Sunday, March 18, 2007

Not On My Life

Posted by olvlzl.
One of their cliche bound segment producers might say that it’s like a can of mixed nuts bought at the Wal-Mart, a few cashews and pecans but mostly low grade peanuts. That’s how one of the show’s segments might describe “This American Life”. I’m not a regular listener, finding it is mostly an irritating mix of superficial cliche’s, superficial nihilism and juvenile whining. But some of it has been superb, and on at least one occasion great journalism. The piece about the first real survey to try to estimate how many people died in the invasion and of Iraq and the aftermath was one of the best things I’ve heard on the radio in the past ten years.

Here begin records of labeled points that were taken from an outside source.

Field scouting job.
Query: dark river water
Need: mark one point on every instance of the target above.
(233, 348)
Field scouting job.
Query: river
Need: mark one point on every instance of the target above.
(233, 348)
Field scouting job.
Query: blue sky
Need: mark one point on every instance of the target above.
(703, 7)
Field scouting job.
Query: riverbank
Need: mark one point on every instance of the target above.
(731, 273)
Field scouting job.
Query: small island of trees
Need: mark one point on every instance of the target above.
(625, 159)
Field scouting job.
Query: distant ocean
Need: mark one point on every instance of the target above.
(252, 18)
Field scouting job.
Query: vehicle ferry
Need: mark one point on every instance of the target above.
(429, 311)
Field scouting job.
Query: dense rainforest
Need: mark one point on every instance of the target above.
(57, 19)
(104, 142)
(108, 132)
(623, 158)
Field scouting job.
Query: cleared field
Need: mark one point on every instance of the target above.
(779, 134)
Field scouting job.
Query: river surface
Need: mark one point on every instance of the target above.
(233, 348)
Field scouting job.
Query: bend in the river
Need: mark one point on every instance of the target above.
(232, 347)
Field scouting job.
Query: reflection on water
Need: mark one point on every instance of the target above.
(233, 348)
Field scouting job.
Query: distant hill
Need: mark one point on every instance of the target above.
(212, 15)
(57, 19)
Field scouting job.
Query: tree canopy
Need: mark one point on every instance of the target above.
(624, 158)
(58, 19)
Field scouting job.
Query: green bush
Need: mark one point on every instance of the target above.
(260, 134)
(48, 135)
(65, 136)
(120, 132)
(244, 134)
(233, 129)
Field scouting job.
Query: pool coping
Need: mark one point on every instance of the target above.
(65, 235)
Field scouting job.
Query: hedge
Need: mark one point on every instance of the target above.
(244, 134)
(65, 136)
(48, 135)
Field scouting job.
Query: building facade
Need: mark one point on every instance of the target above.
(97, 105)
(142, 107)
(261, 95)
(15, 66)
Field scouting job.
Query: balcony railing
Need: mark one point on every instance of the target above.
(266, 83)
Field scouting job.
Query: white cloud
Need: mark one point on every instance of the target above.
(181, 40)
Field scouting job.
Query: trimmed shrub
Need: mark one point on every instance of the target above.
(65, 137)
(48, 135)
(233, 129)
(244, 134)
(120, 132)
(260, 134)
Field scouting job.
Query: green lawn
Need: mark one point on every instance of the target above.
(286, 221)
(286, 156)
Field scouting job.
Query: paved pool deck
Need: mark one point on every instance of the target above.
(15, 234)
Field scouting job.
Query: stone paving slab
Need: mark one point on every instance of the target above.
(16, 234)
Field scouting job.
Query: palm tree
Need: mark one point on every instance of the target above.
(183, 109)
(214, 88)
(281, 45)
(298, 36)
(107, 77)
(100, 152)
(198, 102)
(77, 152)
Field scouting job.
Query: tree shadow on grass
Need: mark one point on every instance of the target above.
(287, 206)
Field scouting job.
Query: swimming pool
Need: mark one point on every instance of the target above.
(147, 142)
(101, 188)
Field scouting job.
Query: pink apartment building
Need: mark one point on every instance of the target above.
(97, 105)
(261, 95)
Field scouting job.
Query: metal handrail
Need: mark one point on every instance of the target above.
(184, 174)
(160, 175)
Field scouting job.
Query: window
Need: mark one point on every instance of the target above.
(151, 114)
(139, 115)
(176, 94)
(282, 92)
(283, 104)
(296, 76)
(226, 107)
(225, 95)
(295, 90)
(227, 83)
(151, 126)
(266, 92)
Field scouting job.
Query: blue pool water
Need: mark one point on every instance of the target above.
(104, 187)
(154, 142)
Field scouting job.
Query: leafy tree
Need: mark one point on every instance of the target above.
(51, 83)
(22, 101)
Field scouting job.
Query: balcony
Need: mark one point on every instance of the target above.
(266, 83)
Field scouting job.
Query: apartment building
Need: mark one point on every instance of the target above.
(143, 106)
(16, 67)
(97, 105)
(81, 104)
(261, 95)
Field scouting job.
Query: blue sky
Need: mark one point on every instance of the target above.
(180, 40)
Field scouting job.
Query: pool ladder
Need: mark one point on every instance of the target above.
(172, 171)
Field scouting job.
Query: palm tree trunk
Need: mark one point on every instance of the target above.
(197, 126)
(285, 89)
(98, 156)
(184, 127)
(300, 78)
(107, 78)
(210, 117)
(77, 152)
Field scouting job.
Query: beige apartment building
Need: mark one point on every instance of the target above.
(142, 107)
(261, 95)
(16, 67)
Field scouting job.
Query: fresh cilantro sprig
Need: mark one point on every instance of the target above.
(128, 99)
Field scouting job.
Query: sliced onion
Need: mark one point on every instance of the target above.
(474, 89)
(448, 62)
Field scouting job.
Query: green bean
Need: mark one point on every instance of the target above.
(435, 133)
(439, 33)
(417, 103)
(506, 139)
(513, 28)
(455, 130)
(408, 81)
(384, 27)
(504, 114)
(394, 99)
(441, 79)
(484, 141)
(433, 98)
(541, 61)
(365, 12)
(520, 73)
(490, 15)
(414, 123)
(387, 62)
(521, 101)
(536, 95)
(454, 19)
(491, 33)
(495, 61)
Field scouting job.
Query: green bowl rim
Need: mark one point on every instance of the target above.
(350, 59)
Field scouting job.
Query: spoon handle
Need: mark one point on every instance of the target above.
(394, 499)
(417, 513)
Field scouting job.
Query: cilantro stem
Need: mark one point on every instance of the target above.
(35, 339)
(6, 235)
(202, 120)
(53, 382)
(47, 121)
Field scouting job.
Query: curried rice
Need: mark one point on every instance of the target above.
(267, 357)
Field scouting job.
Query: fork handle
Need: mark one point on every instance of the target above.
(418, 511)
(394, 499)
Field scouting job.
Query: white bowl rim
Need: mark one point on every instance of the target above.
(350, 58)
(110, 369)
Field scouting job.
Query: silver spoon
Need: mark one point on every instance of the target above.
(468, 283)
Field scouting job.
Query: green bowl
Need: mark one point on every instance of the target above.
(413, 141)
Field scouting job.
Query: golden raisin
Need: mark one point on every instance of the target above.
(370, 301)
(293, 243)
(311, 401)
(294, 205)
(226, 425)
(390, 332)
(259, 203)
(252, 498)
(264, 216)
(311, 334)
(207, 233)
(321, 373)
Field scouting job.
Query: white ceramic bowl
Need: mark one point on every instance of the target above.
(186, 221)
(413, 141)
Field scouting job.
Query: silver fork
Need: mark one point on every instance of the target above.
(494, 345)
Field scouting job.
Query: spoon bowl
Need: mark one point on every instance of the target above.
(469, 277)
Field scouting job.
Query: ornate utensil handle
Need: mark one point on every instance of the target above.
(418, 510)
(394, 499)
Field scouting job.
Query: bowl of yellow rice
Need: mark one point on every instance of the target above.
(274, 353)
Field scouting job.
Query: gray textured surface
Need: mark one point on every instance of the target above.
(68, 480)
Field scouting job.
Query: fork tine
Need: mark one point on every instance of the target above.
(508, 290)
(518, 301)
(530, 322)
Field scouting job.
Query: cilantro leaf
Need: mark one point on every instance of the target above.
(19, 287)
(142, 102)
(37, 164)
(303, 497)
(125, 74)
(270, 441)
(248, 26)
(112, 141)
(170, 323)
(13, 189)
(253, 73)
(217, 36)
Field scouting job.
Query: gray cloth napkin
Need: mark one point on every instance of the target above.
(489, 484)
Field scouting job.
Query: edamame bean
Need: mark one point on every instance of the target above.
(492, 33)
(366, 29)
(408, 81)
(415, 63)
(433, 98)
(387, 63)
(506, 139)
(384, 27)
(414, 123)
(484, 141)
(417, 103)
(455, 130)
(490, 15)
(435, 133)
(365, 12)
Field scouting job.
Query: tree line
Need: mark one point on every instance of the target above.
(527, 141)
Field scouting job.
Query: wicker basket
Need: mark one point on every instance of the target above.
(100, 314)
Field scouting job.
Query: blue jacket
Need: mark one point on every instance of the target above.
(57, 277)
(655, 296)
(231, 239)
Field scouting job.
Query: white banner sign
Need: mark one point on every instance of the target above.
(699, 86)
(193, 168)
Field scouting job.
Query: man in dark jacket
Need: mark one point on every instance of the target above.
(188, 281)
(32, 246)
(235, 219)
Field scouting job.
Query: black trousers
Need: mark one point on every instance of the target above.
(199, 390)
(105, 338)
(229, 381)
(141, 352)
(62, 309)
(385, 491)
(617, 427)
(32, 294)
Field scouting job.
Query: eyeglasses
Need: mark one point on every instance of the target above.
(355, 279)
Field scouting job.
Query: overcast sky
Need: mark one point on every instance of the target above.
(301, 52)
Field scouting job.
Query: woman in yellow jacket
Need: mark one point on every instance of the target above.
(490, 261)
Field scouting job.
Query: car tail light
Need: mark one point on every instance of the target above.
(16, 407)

The piece that began with an obscure children’s photo-story book of the 50s and which unfolded into the horrific, puppet- person life of the photographer and author (she was also a fashion model) was great.

That said, too many of the segments are superficial and facilely ironic, too many of them are a presentation of an attitude that is just lazily and cooly cynical as edgy and smart. Too often the segments are about nothing much presented as if that was cool. Too often, also, the show’s producers exploit private people who are still alive, some of whom are really stupid to expose their unattractive lives to a national audience. It’s Jerry Springer for the middle-brow set.

Like Joanna Weiss in her critique in today’s Boston Globe I don’t dislike Ira Glass. I rather like his voice, which is a nice change from better radio voices. I don’t generally like people who imitate his low key delivery, many of whom find their way into segments. They are usually flat, lacking the frequent note of amusement that Glass has. But Ira Glass did do one thing for which I won’t forgive him, he promoted David Sedaris. I can’t stand his cutely cynical, superficial bitchiness and am offended when he’s assumed to be a typical gay man. Like the idiots who mistook Clare Booth's “The Women” for a feminist document, I don’t find anything attractive in the Sedaris presentation of being gay. I've found that Sedaris is much more popular among straight people than he is among gay people. Though he does have some gay fans.

You might want to read the other side in the Globe given by Matthew Gilbert.